Adding integer division and integer square roots to the main loop ramps up the complexity of ASIC/FPGA and silicon area needed to implement it, so they'll be much less efficient with the same transistor budget and/or power consumption. Most common hardware implementations of division and square roots require a lot of clock cycles of latency: at least 8 cycles for 64:32 bit division and the same 8 cycles for 64 bit square root. These latencies are achieved for the best and fastest hardware implementations I could find. And the way this modification is made ensures that division and square root from the same main loop iteration can't be done in parallel, so their latencies add up making it staggering 16 cycles per iteration in the best case, comparing to 1 cycle per iteration in the original Crytonight. Even though this latency can be hidden in pipelined implementations, it will require A LOT of logical elements/silicon area to implement. Hiding the latency will also require many parallel scratchpads which will be a strong limiting factor for hardware with on-chip memory. They just don't have enough memory to hide the latency entirely. My rough estimates show ~15x slowdown in this case.
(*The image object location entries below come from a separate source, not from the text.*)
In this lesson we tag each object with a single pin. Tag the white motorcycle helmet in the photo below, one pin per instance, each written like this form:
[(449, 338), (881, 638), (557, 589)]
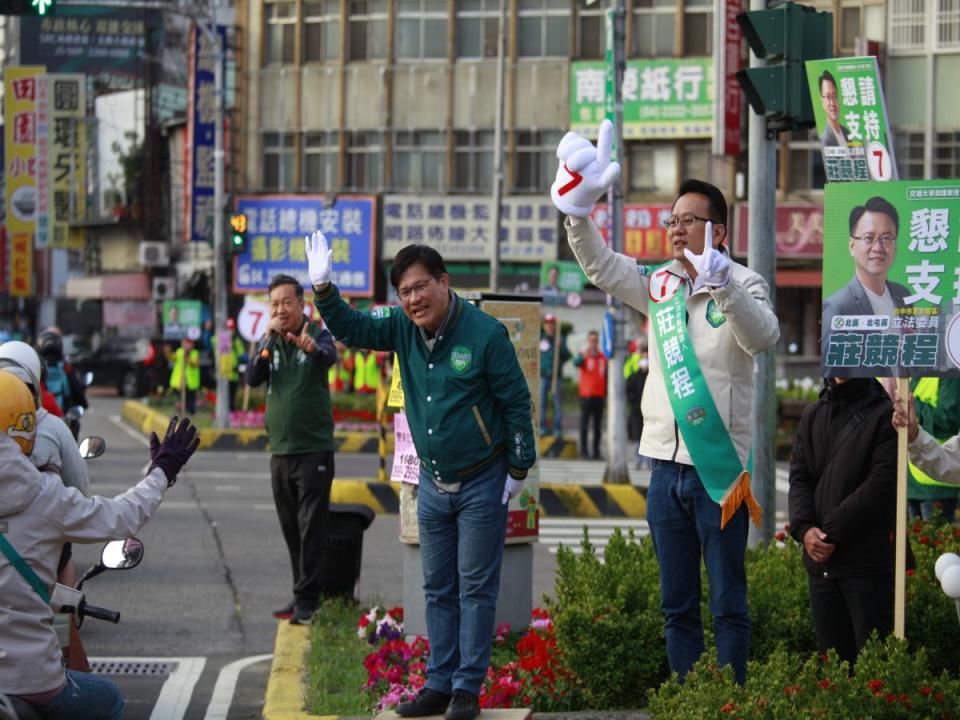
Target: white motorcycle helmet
[(18, 416), (21, 360)]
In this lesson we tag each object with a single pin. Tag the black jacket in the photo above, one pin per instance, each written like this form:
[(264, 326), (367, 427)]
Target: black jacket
[(848, 491)]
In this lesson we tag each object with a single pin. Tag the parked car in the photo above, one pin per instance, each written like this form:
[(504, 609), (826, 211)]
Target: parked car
[(134, 366)]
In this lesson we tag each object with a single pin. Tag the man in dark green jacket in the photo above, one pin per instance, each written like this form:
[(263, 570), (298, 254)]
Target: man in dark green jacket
[(469, 410), (293, 357)]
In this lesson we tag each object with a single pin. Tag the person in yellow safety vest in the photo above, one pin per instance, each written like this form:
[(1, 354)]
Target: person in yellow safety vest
[(192, 367), (366, 374), (937, 403)]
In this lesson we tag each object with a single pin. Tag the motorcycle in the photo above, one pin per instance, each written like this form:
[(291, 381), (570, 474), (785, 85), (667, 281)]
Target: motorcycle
[(116, 555)]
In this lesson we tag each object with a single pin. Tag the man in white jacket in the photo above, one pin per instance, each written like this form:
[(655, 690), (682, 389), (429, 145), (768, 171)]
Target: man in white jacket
[(696, 405), (941, 462), (38, 514)]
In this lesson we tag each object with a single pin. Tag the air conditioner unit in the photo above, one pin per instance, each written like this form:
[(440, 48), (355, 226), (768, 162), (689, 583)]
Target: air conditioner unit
[(164, 288), (154, 254)]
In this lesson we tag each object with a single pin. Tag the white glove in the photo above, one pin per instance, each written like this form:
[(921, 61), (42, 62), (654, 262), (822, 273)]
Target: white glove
[(713, 267), (319, 258), (585, 172), (511, 489)]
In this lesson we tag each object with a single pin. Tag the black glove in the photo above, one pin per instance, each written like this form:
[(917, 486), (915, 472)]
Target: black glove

Good news for CPU and GPU is that division and square roots can be added to the main loop in such a way that their latency is completely hidden, so again there is almost no slowdown.

Performance

The following table summarizes performance level for different hardware, relative to current Monero PoW (CryptonightV1):

Performance = CNv2 hashrate / CNv1 hashrate

Source:

Hardware CNv1 hashrate CNv2 hashrate Performance
Intel Core i7 7700 302 H/s 305 H/s 101.0%
Intel Core i5 3210M (2 threads) 73.6 H/s 74.2 H/s 100.8%
AMD Ryzen 5 2600 630.6 H/s 627.3 H/s 99.5%
AMD Radeon RX 560 466.2 H/s 461.8 H/s 99.05%
GTX1060 6GB 520 H/s 512 H/s 98.46%
GTX 1050 325 H/s 318 H/s 97.8%
4x Vega 56 (Cast XMR 1.5.0) 7585 H/s 7331 H/s 96.65%
2x Xeon E5-2699 v4 1923.7 H/s 1846.0 H/s 95.96%
Vega 64 (SRBMiner 1.6.8) 2145 H/s 2049 H/s 95.52%
RX580 8GB+RX480 4GB+RX570 4GB+RX470 4GB 3530 H/s 3350 H/s 94.9%
GTX 970 483 H/s 455 H/s 94.2%
4x Xeon E7-8837 1624 H/s 1525 H/s 93.9%
Radeon RX 550 528 H/s 494 H/s 93.56%
Intel Core i7 2600k 287.5 H/s 267.9 H/s 91.9%
Intel Core i5 3210M (1 thread) 74.3 H/s 68.3 H/s 91.9%
8x Nvidia GTX 750 1GB 1883.8 H/s 1713.2 H/s 90.94%
Radeon R7 370 418.1 H/s 328.6 H/s 78.6%

Overall, it seems that all CPU/GPU hardware will get a minimal performance hit.

On the other side, ASIC/FPGA which use external memory for scratchpad will get 4 times slower due to increased bandwidth usage. ASIC/FPGA which use on-chip memory for scratchpad will get ~8-10 times slower because of high latencies introduced with division and square root calculations: they just don't have enough on-chip memory to hide these latencies with many parallel Cryptonight calculations.